According to the sources, the proposed insolvency legislation for ULBs might take cue from global examples like the Chapter 9 Rule in the US, to safeguard investors in municipal bonds during bankruptcy.
A proposal to allocate a portion of Goods and Service Tax (GST) proceeds directly to local bodies hasn't materialised yet.
After the Insolvency and Bankruptcy Board (ISB) amendments under the consideration of Parliament come into force, the government may look at drafting a separate legislation for handling insolvency of urban local bodies (ULBs) and municipal corporations (MCs), official sources told FE.
The move is intended to inspire confidence among lenders to these entities, which play a critical and rising role in city infrastructure creation, besides being responsible for provision of public services relating to water supply, sanitation etc.
“Currently, the creditors are sceptical of lending money to municipalities which is affecting their ability to undertake capital expenditure. A dedicated insolvency legislation will lower the risk for lenders who would be willing to lend to them at lower rates.

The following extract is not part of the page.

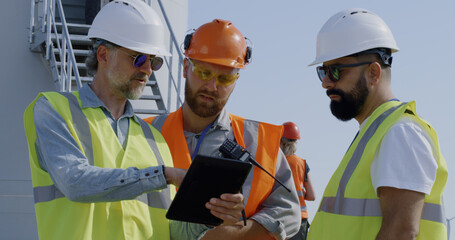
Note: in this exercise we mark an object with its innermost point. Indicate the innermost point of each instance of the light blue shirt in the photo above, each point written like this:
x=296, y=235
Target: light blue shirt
x=59, y=155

For municipalities, this will also provide a wider pool of capital to source from,” an official said. “An insolvency mechanism designed for urban local bodies could jumpstart the investments to enhance the urban infrastructure,” the person added.
Since 2018, ULBs with relatively better credit profiles have been tapping the bond market, and the Securities and Exchange Board of India has been promoting municipal bonds as a key instrument to finance urban infrastructure and sustainable development.
According to the sources, the proposed insolvency legislation for ULBs might take cue from global examples like the Chapter 9 Rule in the US, to safeguard investors in municipal bonds during bankruptcy. Experts have pointed out that even the SEBI is yet to offer clear guidance on the aftermath of municipalities turning bankrupt and being unable to pay back their debts.
The government has been vocal about the need for ULBs to undertake massive capital expenditure. However, most of them continue to face fiscal stress, despite the efforts of the Finance Commissions to buttress their revenues, by way of direct transfers from the Centre. A proposal to allocate a portion of Goods and Service Tax (GST) proceeds directly to local bodies hasn’t materialised yet.
Experts said that limited sources of income and high expenditure on revenue items such as salaries have deteriorated the finances of most municipalities over the years. Also, with the GST subsuming many levies, local bodies had to let go of their tax revenue streams like octroi, local body tax and entry tax and advertisement tax.
“About 60% of the revenues of municipal corporations are spent on revenue expenditure, primarily administrative costs. Deteriorating revenue in conjunction with high administrative expenses leads to an adverse credit profile, making it difficult for the municipalities to borrow for capital expenditure, when permitted. A specialised law will give visibility to lenders to ascertain risks appropriately,” said Devendra Mehta, partner at PwC.
According to a Reserve Bank of India report, total expenditure of India’s municipal corporations stood at 1.3% of the GDP in 2023-24 (budget estimates), much lower than 7.5% in Brazil and 6% in South Africa. Capital expenditure, which comprises investments in long-term assets such as buildings, roads and bridges, rose from 56.1% of total municipal spending in 2019-20 to 61.5% in 2023-24, indicating the growing focus on building public infrastructure in urban India, the report added.
MCs’ revenue receipts, in comparison, were just 0.6% of GDP in 2023-24, a far cry from those of Central and State governments (9.2% and 14.6%, respectively). Property taxes account for around 16% of total revenue receipts and over 60% of MCs’ own tax revenue.
The principal sources of revenues for MCs are own resources (almost 59% of total revenue receipts), funds shared by the states, Central and State Finance Commission grants and loans.
An insolvency law will give confidence to creditors of structured equitable resolution, enabling municipalities to re-enter capital markets, Mehta said. “Simultaneously, the municipalities can be put on a sustainable path to deliver public services post resolution,” he added.
One reason for MCs lacking in revenue mobilisation is their inability to have cost-reflective user charges.